The Harlem Renaissance
1920s
The Jazz Scene
Jazz had evolved from the era's ragtime music. It was given a rebellious connotation and disliked by older members of society. With its unruly nature, it attracted many young people of both races; bringing them together. The most famous jazz club was the Cotton Club. It was a whites-only club, but many black performers got their start performing here. Many jazz clubs secretly sold alcohol to its customers during the prohibition. The time period was viewed as the "Jazz Age" a term coined by F. Scott Fitzgerald.
Billie Holiday
Josephine Baker
Josephine Baker (born Freda Josephine McDonald) was a dancer, actress and comedian. During the Harlem Renaissance, Baker performed at the Plantation Club and in the chorus of the groundbreaking and hugely successful Broadway performance Shuffle Along. She performed as the last dancer in a chorus line, a position where the dancer traditionally performed in a comic manner, as if she were unable to remember the dance, until the encore, she would perform it not only correctly but with added steps. Baker was then labeled as the "highest-paid chorus girl in vaudeville". Baker was also the first African-American woman to star in a major motion picture.
Wallace Thurman
Wallace Thurman was a novelist, dramatist, ghost writer and intellectual only active during the Harlem Renaissance. He wrote essays, worked as an editor, was a publisher. Thurman's most famous work was his novel The Blacker the Berry. It discussed discrimination within the black community. Thurman often wrote about "real life" including both the good and the bad aspect.
Politics in Harlem
Aaron Douglas
Aaron Douglas was a well-known artist often called "The Father of African-American Art". He created covers for several popular magazines as well as the NAACP's Crisis, The Urban League's Opportunity, and the black literary journal Fire!! Douglas painted murals for public buildings and produced illustrations and cover designs for many black publications including The Crisis and Opportunity. The style Aaron Douglas developed in the 1920s used aspects of modern European, ancient Egyptian, and West African art.
Countee Cullen
Countee Cullen was an iconic figure of the Harlem Renaissance, known for his poetry. Because of Cullen's success in both black and white cultures, he held an aesthetic that embraced both cultures. He came to believe that art transcended race and that it could be used as "a vehicle to minimize the distance between black and white peoples". Notable works were "Heritage" and "Atlantic City Waiter" .
Essential Questions
World War 1 ,the jazz age and the Great Depression.

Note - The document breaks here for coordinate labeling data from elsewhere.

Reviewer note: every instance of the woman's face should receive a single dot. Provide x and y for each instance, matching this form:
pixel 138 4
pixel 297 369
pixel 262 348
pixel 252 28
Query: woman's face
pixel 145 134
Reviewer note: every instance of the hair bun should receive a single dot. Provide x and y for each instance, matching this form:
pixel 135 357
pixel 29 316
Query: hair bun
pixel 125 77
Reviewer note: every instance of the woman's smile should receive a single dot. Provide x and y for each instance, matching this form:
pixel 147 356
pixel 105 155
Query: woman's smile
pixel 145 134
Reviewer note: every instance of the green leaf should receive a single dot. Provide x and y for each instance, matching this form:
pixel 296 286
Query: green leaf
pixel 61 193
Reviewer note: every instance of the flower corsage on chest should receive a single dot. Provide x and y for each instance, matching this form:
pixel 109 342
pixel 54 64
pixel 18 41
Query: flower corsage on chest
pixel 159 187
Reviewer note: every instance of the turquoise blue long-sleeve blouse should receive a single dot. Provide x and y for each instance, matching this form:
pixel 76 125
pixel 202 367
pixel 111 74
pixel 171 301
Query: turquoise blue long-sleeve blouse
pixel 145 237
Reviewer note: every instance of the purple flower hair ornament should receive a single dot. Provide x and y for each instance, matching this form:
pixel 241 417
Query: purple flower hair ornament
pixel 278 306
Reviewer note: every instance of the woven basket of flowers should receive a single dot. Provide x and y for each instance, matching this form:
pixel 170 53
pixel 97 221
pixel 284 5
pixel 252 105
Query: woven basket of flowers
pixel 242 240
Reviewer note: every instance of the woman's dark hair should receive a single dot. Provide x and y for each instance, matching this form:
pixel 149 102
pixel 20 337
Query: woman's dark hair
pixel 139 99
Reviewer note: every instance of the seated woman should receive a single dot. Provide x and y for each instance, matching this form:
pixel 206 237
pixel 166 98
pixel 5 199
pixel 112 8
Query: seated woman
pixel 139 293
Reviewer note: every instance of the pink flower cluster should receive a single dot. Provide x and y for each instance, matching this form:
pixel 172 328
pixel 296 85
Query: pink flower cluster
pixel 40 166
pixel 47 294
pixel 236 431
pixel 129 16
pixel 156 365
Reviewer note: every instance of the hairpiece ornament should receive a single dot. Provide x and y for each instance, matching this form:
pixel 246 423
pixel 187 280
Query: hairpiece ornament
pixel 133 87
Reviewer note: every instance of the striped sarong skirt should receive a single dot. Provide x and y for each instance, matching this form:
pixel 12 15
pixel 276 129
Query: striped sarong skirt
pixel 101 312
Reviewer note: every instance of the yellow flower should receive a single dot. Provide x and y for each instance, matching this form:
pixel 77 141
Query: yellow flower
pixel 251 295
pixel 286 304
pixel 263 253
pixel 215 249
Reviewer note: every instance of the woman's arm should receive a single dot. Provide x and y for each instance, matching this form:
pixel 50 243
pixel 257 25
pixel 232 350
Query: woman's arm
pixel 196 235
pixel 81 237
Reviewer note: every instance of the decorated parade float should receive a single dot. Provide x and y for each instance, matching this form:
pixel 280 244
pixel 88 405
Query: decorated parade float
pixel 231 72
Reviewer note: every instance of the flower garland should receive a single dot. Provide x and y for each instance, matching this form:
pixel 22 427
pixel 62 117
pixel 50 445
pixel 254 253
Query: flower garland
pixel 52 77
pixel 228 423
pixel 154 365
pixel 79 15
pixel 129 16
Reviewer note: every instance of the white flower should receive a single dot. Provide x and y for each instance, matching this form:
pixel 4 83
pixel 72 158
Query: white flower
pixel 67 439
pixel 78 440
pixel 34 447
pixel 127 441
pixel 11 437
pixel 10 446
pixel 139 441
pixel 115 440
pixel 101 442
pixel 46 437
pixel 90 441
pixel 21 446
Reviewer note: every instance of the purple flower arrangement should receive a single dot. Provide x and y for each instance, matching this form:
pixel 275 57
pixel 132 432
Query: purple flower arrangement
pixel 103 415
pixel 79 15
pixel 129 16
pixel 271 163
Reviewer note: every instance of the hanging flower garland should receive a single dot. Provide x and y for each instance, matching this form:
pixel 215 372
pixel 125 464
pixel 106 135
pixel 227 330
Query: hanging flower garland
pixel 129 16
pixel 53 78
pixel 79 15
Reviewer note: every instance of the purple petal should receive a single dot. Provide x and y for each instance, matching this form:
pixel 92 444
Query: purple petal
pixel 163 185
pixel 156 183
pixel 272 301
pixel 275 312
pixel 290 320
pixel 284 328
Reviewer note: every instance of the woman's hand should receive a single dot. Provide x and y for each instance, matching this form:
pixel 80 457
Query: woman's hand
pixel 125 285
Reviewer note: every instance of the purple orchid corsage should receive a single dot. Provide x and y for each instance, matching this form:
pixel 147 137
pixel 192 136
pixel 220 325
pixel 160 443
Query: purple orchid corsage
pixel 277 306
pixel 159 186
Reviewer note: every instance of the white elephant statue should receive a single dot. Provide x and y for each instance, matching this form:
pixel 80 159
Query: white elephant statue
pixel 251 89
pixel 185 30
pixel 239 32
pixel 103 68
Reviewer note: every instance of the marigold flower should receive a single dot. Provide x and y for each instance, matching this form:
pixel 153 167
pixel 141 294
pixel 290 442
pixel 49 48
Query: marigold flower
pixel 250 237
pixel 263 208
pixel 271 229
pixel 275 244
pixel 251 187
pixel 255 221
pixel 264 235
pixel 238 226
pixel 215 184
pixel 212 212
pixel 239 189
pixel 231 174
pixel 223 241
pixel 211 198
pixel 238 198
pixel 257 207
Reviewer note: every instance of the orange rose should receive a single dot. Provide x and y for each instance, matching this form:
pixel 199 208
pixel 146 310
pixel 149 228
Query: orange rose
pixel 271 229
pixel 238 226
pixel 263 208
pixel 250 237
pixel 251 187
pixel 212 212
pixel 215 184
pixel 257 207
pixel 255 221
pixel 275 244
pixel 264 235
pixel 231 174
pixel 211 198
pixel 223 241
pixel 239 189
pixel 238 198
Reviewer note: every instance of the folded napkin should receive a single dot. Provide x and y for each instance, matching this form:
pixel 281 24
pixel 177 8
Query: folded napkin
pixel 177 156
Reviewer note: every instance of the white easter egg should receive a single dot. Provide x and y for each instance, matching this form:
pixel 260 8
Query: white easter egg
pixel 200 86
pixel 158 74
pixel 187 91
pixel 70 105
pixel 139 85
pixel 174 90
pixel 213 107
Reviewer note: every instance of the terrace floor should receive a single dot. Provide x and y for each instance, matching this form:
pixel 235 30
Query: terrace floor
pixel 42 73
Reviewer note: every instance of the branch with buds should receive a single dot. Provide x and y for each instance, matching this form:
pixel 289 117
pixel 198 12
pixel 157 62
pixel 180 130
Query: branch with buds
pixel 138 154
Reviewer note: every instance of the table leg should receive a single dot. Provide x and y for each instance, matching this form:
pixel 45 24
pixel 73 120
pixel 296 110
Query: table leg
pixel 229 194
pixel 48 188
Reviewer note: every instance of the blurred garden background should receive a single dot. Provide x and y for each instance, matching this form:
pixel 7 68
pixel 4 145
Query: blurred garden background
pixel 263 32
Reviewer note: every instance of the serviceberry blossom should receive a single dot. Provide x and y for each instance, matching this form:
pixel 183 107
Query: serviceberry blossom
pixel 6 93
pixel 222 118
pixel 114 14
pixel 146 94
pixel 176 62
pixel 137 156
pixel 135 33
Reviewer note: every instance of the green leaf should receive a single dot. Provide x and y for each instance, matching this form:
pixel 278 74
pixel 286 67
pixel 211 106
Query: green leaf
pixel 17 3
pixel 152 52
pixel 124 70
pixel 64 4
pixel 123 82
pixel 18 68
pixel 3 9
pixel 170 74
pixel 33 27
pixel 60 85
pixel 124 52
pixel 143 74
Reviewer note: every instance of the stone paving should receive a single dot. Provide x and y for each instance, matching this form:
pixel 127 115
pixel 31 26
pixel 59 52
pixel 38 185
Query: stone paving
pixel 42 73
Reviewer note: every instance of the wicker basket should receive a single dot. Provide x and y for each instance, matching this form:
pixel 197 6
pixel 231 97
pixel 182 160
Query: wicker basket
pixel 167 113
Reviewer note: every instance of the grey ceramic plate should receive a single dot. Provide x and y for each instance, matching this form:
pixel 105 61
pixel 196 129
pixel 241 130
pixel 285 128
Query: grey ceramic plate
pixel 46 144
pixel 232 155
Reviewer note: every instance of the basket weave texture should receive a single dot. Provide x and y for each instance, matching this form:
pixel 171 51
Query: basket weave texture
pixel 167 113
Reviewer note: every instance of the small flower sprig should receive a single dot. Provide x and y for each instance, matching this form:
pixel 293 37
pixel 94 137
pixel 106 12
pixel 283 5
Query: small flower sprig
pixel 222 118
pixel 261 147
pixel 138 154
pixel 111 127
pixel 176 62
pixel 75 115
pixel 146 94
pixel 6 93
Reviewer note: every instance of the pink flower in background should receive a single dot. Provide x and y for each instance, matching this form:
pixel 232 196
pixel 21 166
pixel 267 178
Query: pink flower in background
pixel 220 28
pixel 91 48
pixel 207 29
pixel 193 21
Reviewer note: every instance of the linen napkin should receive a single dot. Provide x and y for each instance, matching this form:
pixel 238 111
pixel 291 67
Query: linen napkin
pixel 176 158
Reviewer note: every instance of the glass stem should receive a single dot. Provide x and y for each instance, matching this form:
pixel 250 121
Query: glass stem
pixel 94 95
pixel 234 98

2. What does Johnson's poem say about the vitality of the city during the Harlem Renaissance?
It says that the city is lively and when he dies he will miss it.
3. What details does Hurston use to present her views on succeeding despite social barriers?
4. How does Hughes use the analogy of rivers to express his perception of African America heritage and history?
The poem discussed Africans who eventually ended up as slaves and were later freed. By discussing the various rivers that a connected generation of African and eventually African American would have seen. The Euphrates, Congo and Nile discuss the pre-slavery period. The Mississippi centers on the the slavery and immediate post slavery period. The soul of the negro then is compared to the timelessness of those rivers.
5. Why was Harlem the center of the renaissance of African American arts in the 1920s, a James Weldon Johnson's 1933 description of the Harlem Renaissance?
Many blacks moved there from the south. A lot of the buildings were owned by blacks so they rented to each other and set up their own little society.
6. How did the Harlem Renaissance impact American society during the 1920s and beyond?
It began to burst the stereotype of the African American as a comical person talented in music, with a sense of rhythm, whose ideas and struggles were not to be taken seriously
7. In what ways did W. E. B. Dubois and Booker T. Washington influence politics during The Harlem Renaissance?
Washington stressed gradual economic equality. Dubois was more extreme and wanted complete civil equality on all fronts.
8. How do the arts communicate historical data and perspective?
It shows African American culture and the most influential movement in African American history.
9. What were the significant economic events that preceded the Great Migration, a movement of African Americans from the South to the North?
The boll weevil infestation of Southern cotton fields in the late 1910s forced many sharecroppers and laborers to search for alternative employment opportunities. The Great Mississippi Flood of 1927 displaced hundreds of thousands of African-American farmers and farm workers
10. What was there about the Harlem neighborhood that encouraged so many artists to produce great work at the time?
There was pride, cultural sophistication, and dignity that many reflected in their work. There was also freedom and the right to exercise liberty.
11. What is the historical significance of "I, Too" by Langston Hughes?
Black pride and acceptance.
12. What prompted the theme of "Mother to Son" by Langston Hughes and how is this theme applicable in any time period?
The theme is determination and courage. We all have problems and hardships in our lives and we need to keep trying and not give up.